Achieving Superior Performance: The supporting logic for becoming market oriented, leveraging
distinctive capabilities, & finding good match between customer’s value requirements is that they are
expected to lead to superior customer value & organizational performance. Market-driven organizations
display higher performance than their counterparts that are not market-driven.
Corporate Strategy:
Corporate strategy consists of deciding the scope & purpose of the business, its objectives, & the initiatives &
resources necessary to achieve the objectives. Corporate strategies are concerned with how the company can
achieve its growth objectives in current or new business areas.
1. Corporate vision: Vision is an almost “impossible dream” that provides a direction for the company.
Management’s vision defines what the corporation is & what it does & provides important guidelines
for managing & improving the corporation.
2. Objectives: Objectives need to be set so that the performance of the enterprise can be gauged.
Corporate objectives may be established in the following areas: marketing, innovation, resources,
productivity, social responsibility, & finance.
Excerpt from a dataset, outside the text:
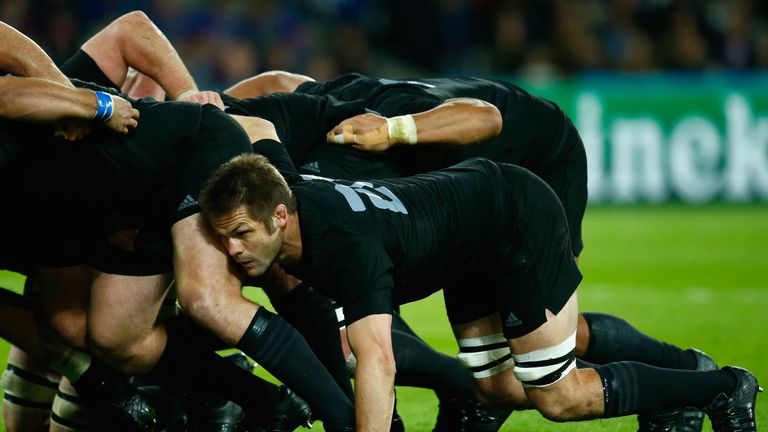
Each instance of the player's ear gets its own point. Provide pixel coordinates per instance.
(281, 215)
3. Business composition: Defining the composition of business provides direction for both corporate &
marketing strategy design. A business segment, group, or division is often too large in terms of product
& market composition to use in strategic analysis & planning, so it is divided into more specific
strategic units. A popular name for these units is the Strategic Business Unit (SBU). Strategic Business
Unit is a unit of the company that has a separate mission & objectives & that can be planned
independently from other company businesses. It can be a company division, a product line within the
division, or sometimes a single product or brand
4. Resources: It is important to place a company’s strategic focus on its resources- assets, skills, &
capabilities. These resources may offer the organization the potential to compete in different markets,
provide significant value to end-user customers, & create barriers to competitor duplication.
5. Structure, Systems, & processes: Structure determines the composition of the corporation. Systems are
the formal policies & procedures that enable the organization to operate. Processes consider the
informal aspects of the organization’s activities.
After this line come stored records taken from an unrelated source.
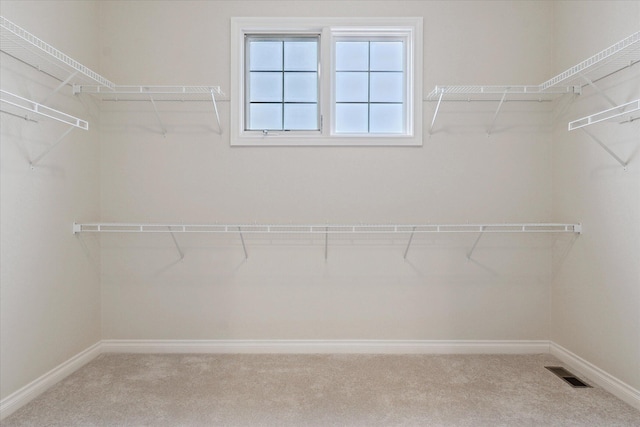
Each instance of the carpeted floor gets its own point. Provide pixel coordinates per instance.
(321, 390)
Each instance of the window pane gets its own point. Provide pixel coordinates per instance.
(265, 55)
(386, 118)
(301, 55)
(352, 87)
(265, 116)
(387, 56)
(301, 117)
(265, 87)
(386, 87)
(300, 87)
(352, 56)
(352, 118)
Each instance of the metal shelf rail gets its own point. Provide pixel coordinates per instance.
(326, 229)
(24, 46)
(625, 110)
(613, 59)
(155, 93)
(12, 102)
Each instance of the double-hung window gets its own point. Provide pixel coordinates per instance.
(326, 81)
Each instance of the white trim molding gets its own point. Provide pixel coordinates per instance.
(613, 385)
(328, 346)
(26, 394)
(599, 377)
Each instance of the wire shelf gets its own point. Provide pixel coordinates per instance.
(20, 44)
(144, 93)
(611, 113)
(325, 228)
(496, 93)
(18, 103)
(621, 55)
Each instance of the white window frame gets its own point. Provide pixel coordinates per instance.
(330, 29)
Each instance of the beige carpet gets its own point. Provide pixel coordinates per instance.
(321, 390)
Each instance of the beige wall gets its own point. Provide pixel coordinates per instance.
(365, 290)
(596, 295)
(50, 282)
(515, 287)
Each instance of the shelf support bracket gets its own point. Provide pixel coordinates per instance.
(244, 248)
(495, 116)
(435, 113)
(215, 109)
(60, 86)
(51, 147)
(473, 248)
(175, 242)
(326, 243)
(605, 148)
(406, 251)
(597, 89)
(155, 110)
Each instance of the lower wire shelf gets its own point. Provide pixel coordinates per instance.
(325, 230)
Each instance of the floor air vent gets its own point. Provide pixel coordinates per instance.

1. Defining the corporate mission: Mission is a statement of the organization’s purposes what it wants to
accomplish in the larger environment. To define the mission, the company should address the following
questions:
What is our business?
Who is the customer?
What is of value to the customer?
What will our business be?
What should our business be?
Mission statements are at their best when they are guided by a vision, an almost “impossible dream” that
provides a direction for the company for the next 10 to 20 years.
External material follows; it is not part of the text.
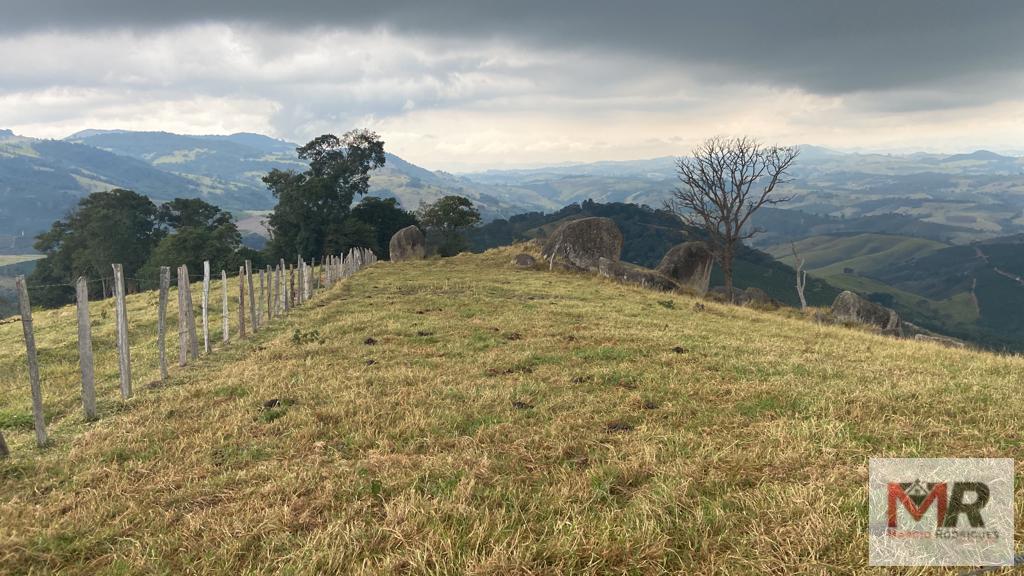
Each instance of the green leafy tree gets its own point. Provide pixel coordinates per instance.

2. Establishing Strategic Business Units: Strategic Business Unit is a unit of the company that has a separate
mission & objectives & that can be planned independently from other company businesses. It can be a
company division, a product line within the division, or sometimes a single product or brand.
An SBU has three characteristics:
1. It is a single business or collection of related businesses that can be planned separately from the rest of
the company
2. It has its own set of competitors
3. It has a manager who is responsible for strategic planning & profit performance & who controls most
of the factors affecting profit.
3. Assigning resources to each SBU: The purpose of identifying the company’s strategic business units is to
develop separate strategies & assign appropriate funding. Two of the best-known business portfolio evaluation
models are:
Boston Consulting Group (BCG) Approach
General Electric (GE) Approach
The growth-share matrix has two controlling aspect namely relative market share and market
growth rate. It is divided into four cells, each indicating different types of business.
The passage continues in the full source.